Midnight Blizzard Unleashes Relentless Phishing Attacks Via Microsoft Teams
Former Nobelium Threat Actor Ramps Up Campaigns

Overt Operator
September 11, 2023
Microsoft Threat Intelligence has discovered a series of highly targeted social engineering attacks involving credential theft phishing lures sent as Microsoft Teams chats.
The threat actor behind these attacks, known as Midnight Blizzard (previously tracked as NOBELIUM), has been employing both new and common techniques to carry out their objectives. By using compromised Microsoft 365 tenants owned by small businesses, Midnight Blizzard creates new domains that appear to be legitimate technical support entities.
Midnight Blizzard uses compromised domains to send Teams messages to targeted organizations, attempting to steal credentials by engaging users and eliciting approval of multifactor authentication (MFA) prompts.
As with any social engineering schemes, organizations are advised to reinforce security best practices among their users and treat any authentication requests not initiated by the user as malicious.
According to Microsoft's investigation, this campaign has affected fewer than 40 unique global organizations. The nature of the targeted organizations suggests that Midnight Blizzard's espionage objectives are focused on government entities, non-government organizations (NGOs), IT services, technology, discrete manufacturing, and media sectors.
Microsoft has taken steps to mitigate the use of the compromised domains and continues to investigate the activity and remediate the impact of the attack. Affected customers have been notified and provided with important information to secure their environments.

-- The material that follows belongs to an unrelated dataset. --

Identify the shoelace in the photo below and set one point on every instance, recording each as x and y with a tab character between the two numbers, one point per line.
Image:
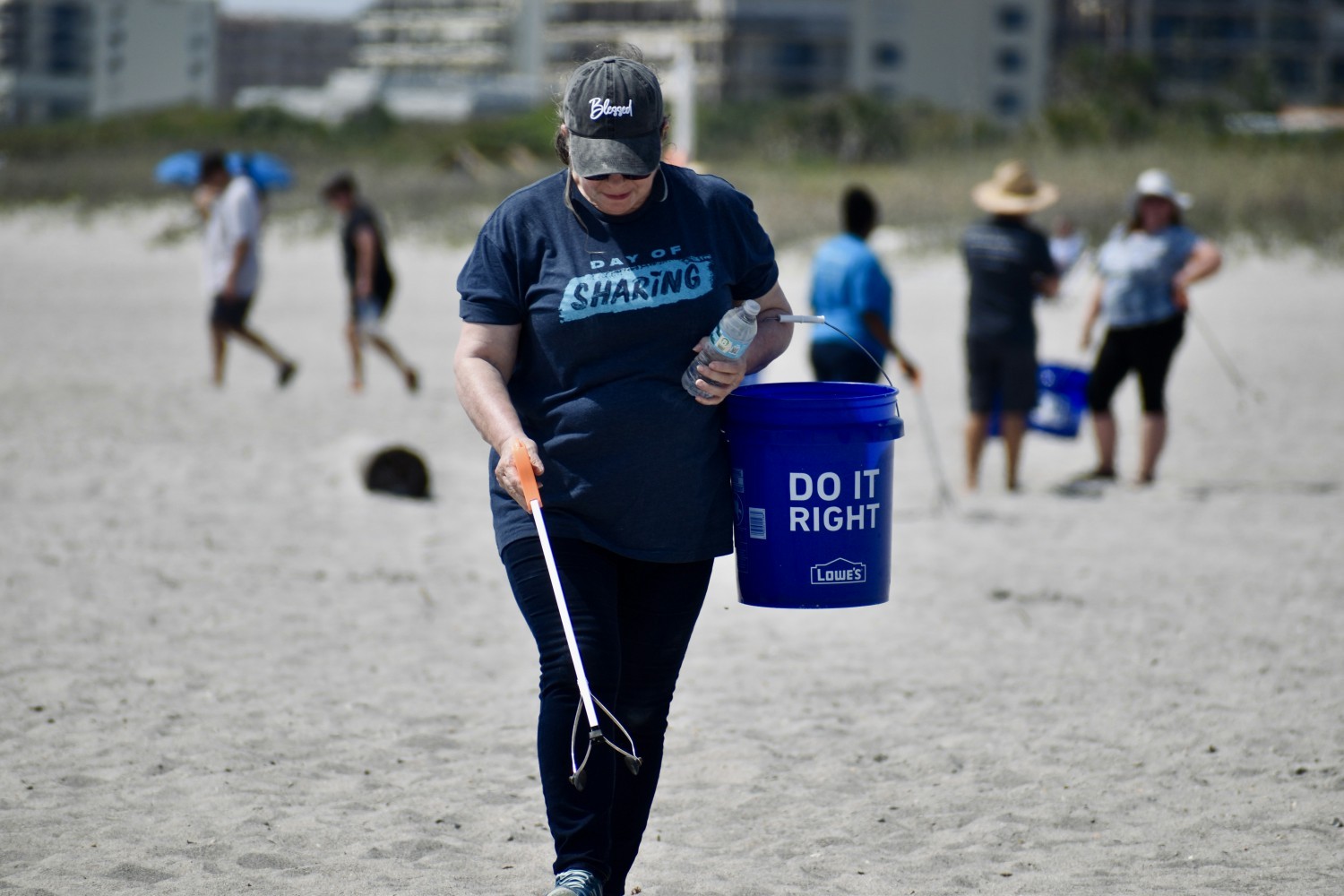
581	882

Midnight Blizzard, also known as NOBELIUM, is a threat actor based in Russia and attributed to the Foreign Intelligence Service of the Russian Federation. They primarily target governments, diplomatic entities, NGOs, and IT service providers in the US and Europe. Their operations aim to collect intelligence through long-term espionage, and they have been active since 2018.
This is one threat actor that utilizes an arsenal of initial access methods. From stolen credentials, to supply chain attacks, exploitation of on-premises environments, and compromise of trusted service providers, Midnight Blizzard has reportedly developed a robust threat toolkit.
Midnight Blizzard's latest credential phishing attack follows their usual patterns, including token theft techniques for initial access, authentication spear-phishing, password spray, brute force attacks, and other credential-based methods. In the recent activity observed since May 2023, the actor has used security-themed domain names in their lures.
To carry out their attacks, Midnight Blizzard compromises small business-owned Microsoft 365 tenants, renames the compromised tenant, adds a new subdomain, and creates a new user associated with that domain. The actor uses security-themed or product name-themed keywords to create a subdomain and tenant name that lend legitimacy to their messages. Microsoft has taken action to prevent the actor from using these domains.
This social engineering attack chain involves the actor either obtaining valid credentials for targeted users or targeting users with passwordless authentication configured on their accounts. In both cases, the user is prompted to enter a code displayed during the authentication flow into the Microsoft Authenticator app.
As the investigation into Midnight Blizzard's activities continues, Microsoft emphasizes the importance of organizations reinforcing security practices among their users and being cautious of any suspicious or unexpected authentication requests. By staying informed and vigilant, organizations can better protect themselves against evolving cyber threats.